Thanks to technology, we’ve realized that we don’t have to do much of our work in the office in order to be just as productive and connected. Therefore, more and more companies around the world offer their employees the possibility of working from home (remote work). In addition to the fact that it brings a number of benefits to employees and their employers, there are also negative aspects to such a way of working. One of them is certainly digital presenteeism.
Although it may sound unfamiliar to some, at first, we fought against this enemy even before the era of remote work, but in a slightly different form. The concept of presenteeism at work (or in the office) is associated with situations where employees spend more time at work than necessary. The pressure they feel is caused by the fear of how their superiors will think that they are slacking off or not doing enough. This leads to employees working too long, skipping lunch breaks, or working while sick. On the other hand, this term can also be associated with employees who are physically present but mentally absent. They are often at work to signal to their superiors that they are committed to work, even if they are not significantly productive.
Unfortunately, this pattern of behaviour did not disappear with the transition to remote work mode, but came in a new – digital form. Digital presenteeism is the tendency of employees to always be available and close to the device that serves them for work, even outside of working hours. Employees therefore constantly feel the need to be virtually present, respond quickly to e-mails, and complete tasks during the weekend or vacation. Constant connectivity and the need to react at all times have led to the blurring of the lines between private and work life, which can ultimately lead to employee burnout and reduced performance for organizations.
This phenomenon is particularly pronounced in the communications industry, especially among digital and PR professionals.
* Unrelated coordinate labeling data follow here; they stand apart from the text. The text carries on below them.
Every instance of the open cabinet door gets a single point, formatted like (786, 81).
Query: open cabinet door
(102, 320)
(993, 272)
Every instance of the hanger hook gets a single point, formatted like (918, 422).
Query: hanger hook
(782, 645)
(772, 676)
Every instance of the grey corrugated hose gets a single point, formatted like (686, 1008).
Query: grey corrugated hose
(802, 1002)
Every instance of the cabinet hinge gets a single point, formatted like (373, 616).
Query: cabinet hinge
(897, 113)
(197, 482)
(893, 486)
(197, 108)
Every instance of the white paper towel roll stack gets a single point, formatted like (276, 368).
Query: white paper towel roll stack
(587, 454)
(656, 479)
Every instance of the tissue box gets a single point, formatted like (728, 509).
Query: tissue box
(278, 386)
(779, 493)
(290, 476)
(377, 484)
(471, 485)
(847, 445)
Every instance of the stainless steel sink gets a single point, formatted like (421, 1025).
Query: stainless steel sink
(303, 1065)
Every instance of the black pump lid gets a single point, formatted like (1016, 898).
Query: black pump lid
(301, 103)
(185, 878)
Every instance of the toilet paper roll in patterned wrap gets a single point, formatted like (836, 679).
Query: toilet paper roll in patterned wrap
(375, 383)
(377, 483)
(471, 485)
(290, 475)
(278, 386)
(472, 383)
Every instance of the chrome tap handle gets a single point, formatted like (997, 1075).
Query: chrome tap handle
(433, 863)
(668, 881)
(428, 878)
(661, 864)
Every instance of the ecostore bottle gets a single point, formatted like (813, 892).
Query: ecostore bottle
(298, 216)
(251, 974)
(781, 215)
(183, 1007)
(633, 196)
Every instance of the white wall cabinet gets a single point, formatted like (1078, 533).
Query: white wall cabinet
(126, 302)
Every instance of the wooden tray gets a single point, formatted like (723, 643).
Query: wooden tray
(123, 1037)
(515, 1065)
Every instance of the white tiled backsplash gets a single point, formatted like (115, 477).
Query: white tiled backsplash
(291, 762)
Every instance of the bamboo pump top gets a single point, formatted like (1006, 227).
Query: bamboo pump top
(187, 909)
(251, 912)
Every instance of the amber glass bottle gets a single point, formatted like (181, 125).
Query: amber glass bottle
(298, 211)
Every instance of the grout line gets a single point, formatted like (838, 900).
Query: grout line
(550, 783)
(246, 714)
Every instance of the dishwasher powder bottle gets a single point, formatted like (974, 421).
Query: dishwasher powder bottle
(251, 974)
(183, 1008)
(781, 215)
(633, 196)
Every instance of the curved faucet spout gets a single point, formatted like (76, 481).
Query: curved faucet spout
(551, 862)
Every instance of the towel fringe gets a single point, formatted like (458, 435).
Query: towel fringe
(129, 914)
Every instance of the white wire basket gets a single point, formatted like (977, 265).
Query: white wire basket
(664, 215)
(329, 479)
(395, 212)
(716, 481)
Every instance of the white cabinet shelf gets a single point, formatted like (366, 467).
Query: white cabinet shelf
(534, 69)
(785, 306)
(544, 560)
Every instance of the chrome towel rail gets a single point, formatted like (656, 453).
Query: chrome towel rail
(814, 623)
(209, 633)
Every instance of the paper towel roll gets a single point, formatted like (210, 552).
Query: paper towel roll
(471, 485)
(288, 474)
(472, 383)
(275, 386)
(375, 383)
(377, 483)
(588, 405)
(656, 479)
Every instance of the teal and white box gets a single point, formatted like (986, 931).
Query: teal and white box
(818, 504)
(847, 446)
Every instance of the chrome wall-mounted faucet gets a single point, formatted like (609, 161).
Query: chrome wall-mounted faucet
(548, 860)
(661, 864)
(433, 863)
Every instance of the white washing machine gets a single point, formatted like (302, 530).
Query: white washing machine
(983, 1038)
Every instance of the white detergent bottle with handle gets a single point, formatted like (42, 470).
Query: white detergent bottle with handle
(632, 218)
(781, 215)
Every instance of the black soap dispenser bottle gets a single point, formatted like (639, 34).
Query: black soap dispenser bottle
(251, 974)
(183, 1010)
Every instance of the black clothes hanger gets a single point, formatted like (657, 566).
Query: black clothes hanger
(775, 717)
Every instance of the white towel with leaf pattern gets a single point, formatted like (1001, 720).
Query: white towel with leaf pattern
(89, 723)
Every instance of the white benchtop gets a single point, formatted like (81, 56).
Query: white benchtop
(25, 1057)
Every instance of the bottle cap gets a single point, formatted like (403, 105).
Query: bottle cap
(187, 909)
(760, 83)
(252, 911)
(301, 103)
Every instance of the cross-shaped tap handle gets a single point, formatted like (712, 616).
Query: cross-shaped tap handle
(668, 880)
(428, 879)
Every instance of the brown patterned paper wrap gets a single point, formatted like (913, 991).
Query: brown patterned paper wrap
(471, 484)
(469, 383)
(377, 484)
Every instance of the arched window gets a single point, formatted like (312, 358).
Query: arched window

Communication never stops; therefore, it is a common perception and an unwritten rule that it is necessary to be available to clients at any time. This is especially highlighted due to potential crisis situations that spread rapidly in today’s hyper-connected world, which is why an equally quick reaction is required.
As in all life situations, it is necessary to find a healthy balance and practical solutions in order to prevent the occurrence of this behaviour, which can be harmful to both parties. A healthy balance between private and business life is essential for employee satisfaction and performance. Therefore, it is very important to organize business duties and other activities in an individual’s day well.
There are many methods to help prevent the problem of digital presenteeism – from asynchronous mode of work to an active lifestyle and turning off app notifications outside of working hours. What should definitely be in focus for employees and their superiors is that productivity and results should always come before presenteeism; that is, the need to be available and available virtually 24/7.
It is very important for the communication industry to follow, understand and raise awareness of these emerging trends in the labour market, because one of its tasks is to contribute to a favourable organizational climate and quality communication at all levels through various tools. In addition, one of the most important challenges in the labour market is the lack of quality employees. In the context of building a good employer brand and attracting talents who approach work responsibly and enthusiastically, in cooperation with human resources departments, communication specialists can make a key contribution.